Fairness is a fundamentally sociotechnical challenge and cannot be solved with technical tools alone. They may be helpful for certain tasks such as assessing unfairness through various metrics, or to mitigate observed unfairness when training a model.
The InterpretML toolkit, developed at Microsoft, can be decomposed in two major components:
A set of interpretable “glassbox” models Techniques for explaining black box systems. W.r.t. 1, InterpretML particularly contains a new interpretable “glassbox” model that combines Generalized Additive Models (GAMs) with machine learning techniques such as gradient boosted trees, called an Explainable Boosting Machine.
Other than this new interpretable model, the main utility of InterpretML is to unify existing explainability techniques under a single API.
The type of explanation LIME offers is a surrogate model that approximates a black box prediction locally. The surrogate model is a sparse linear model, which means that the surrogate model is interpretable (in this case, it’s weights are meaningful). This simpler model can thus help to explain the black box prediction, assuming the local approximation is actually sufficiently representative.
The intuition behind this is provided in the README:
Intuitively, an explanation is a local linear approximation of the model’s behaviour.
The OpenMined community is a collaboration of several organizations, including TensorFlow, PyTorch and Keras, to create an open-source ecosystem of privacy tools that extend libraries such as PyTorch with cryptographic techniques and differential privacy. The aim is to contribute to the adaptation of privacy-preserving AI.
To this end, OpenMined offers several privacy-preserving tools on their github. A main tool is PySyft, which allows “computing on data you do not own and cannot see”.
The SHAP package is built on the concept of a Shapley value and can generate explanations model-agnostically. So it only requires input and output values, not model internals:
SHAP (SHapley Additive exPlanations) is a game theoretic approach to explain the output of any machine learning model. It connects optimal credit allocation with local explanations using the classic Shapley values from game theory and their related extensions. (README)
Additionally, this package also contains several model-specific implementations of Shapley values that are optimized for a particular machine learning model and sometimes even for a particular library.
TensorFlow Privacy is a library that allows you to replace default TensorFlow optimizers with optimizers that allow training with differential privacy, i.e. they implement forms of stochastic gradient descent (SGD) with differential privacy.
Because large neural networks or other differentiable models have a very large learning capacity, it can happen that the model achieves high performance on uncommon training input by simply “memorizing” the training input. If the training data is sensitive, for example information about a specific user, this is undesired behavior that may leak private information.
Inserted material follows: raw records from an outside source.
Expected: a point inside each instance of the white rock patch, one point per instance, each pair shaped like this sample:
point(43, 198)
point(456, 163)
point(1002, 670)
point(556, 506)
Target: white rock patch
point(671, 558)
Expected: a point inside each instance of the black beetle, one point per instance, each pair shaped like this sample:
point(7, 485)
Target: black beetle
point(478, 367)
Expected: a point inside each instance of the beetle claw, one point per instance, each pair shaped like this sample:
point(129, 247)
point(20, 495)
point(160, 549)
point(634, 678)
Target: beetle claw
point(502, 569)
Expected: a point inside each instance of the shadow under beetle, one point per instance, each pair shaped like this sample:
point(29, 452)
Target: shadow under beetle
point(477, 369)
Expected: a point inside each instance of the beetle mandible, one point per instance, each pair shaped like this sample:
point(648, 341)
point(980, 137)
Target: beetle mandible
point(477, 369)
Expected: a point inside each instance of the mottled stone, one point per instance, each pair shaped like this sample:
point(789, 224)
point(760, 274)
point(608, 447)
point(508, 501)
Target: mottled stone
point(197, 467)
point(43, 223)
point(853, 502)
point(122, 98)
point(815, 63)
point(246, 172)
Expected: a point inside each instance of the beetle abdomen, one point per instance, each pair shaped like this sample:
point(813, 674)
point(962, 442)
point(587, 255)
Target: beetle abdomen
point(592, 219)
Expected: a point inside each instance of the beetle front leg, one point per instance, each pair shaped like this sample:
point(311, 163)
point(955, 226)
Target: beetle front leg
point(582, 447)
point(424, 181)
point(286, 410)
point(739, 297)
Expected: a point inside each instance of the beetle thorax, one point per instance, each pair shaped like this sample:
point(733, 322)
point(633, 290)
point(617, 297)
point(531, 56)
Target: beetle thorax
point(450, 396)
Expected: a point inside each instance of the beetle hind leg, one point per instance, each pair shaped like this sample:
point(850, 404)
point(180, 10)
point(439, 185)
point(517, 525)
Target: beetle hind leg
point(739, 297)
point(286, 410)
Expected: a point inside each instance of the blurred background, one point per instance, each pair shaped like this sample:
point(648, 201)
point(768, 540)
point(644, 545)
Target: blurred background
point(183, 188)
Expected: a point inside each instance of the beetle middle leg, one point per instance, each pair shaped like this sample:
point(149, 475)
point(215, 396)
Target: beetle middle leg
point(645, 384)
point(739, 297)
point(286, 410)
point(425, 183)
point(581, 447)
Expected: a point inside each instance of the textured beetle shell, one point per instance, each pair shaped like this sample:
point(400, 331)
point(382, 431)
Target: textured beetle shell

This library provides a separate predict() function for scikit-learn tree-based models (so also ensembles) that outputs a prediction with interpretable elements of the shape prediction = bias + feature_1_contribution + ... + feature_n_contribution.
That is, it turns these tree-based models into a white box , where we can inspect how much each feature contributes to the predicted value (in the case of regression) or how much it contributes to the estimated probability of a class (given classification).
The What-If Tool (WIT) takes a pretrained model and then allows you to visualize the effect of changing e.g. classification thresholds or the data points themselves on performance, explainability and fairness metrics.
Many convenient functions for gaining insight in the data set are provided, such as binning on particular features, attribution values, or inference scores, computing partial dependence plots, and typical performance indicators such as a confusion matrix or ROC curve.